I thought it was really brain fatigue, but now I think it was just being sick of it generally. i thought perhaps coming up with a way to give myself every sunday or something like that off would help, but bloody Barbri's damn paced program packs a million things into the weekends. I honestly beleive that it would stick in my brain better if I took a break once a week. You see, I'm one of those types of folks who goes full tilt until I simply can't and then I stop. I don't slow down. I don't prioritize or re-prioritize. I just simply stop for a day or two or a week when it's been really bad and do nothing. Then I wake up finally feeling better and pick up the pieces and start again.
So I've revised my barbri commitment and I will do every last blasted thing on their blasted program, but it will take me a bit longer. I'm feeling good about that. My scores on all of the stupid multiple choices are several points ahead of average (except torts, which clearly I just do NOT get) and evidently I know how to write an essay. So I'm trying to relax.

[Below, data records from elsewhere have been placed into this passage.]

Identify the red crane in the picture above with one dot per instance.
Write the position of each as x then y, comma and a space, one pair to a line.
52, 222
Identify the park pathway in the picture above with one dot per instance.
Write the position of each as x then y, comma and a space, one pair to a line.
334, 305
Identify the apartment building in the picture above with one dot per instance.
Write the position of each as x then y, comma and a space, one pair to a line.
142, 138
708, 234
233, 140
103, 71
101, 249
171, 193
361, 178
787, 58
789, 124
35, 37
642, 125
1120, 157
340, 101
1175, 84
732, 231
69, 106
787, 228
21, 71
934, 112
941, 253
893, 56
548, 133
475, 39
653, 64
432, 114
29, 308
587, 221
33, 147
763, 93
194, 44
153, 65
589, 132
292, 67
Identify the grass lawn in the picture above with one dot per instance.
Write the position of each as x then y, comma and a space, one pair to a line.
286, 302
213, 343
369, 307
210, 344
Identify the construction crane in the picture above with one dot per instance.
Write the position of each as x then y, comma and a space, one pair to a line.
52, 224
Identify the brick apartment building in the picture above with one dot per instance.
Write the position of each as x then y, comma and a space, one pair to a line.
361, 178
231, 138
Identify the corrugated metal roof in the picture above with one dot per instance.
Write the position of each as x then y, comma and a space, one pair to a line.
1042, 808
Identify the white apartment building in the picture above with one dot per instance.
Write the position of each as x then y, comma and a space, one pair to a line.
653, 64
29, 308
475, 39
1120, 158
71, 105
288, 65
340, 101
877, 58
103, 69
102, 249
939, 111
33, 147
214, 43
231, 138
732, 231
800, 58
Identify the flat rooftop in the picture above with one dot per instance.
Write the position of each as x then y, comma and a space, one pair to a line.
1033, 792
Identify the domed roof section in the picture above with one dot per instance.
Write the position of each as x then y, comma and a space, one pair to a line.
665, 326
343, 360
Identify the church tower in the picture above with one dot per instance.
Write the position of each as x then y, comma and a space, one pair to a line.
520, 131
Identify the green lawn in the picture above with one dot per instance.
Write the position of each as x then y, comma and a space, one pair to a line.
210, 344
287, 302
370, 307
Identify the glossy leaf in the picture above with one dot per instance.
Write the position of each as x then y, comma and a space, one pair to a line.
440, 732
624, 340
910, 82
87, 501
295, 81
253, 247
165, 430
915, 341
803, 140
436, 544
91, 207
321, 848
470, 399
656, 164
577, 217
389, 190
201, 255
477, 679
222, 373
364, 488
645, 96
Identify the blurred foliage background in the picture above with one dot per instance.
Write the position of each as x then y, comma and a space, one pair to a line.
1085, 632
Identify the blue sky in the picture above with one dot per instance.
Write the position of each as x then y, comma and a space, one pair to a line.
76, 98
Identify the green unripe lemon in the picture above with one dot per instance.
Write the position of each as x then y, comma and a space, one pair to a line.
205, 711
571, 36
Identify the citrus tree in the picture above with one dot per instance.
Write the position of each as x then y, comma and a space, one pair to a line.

A note on the essays: We had our second essay lecture this last week. 2 hours of "when you write the rule, list the elements and then make sure that you put your analysis sections in the same order as you wrote the elements." Seriously, um high school english there folks; if not then at the latest freshman english 101. And much, much more of the same. It was the biggest waste of time.
And on a rare comment into my mommyhood. I have more time this week to do the barbri thang (maybe even treat myself to a matinee) because my daughter is on her first vacation without me. She went with the in-laws by car to a vacation spot 2 whole states away. I know she's getting bigger and it's not like I haven't spent nights away... but there's something very different about watching her get into their car, buckle herself into her car seat, wave goodbye and drive off with the biggest grin on her face. I can't believe she was not quite 2 and a half years old when I started law school. Now she reads. She helps me cook. She has her own wonderful sense of humor. And I'm going to miss her desperately this week.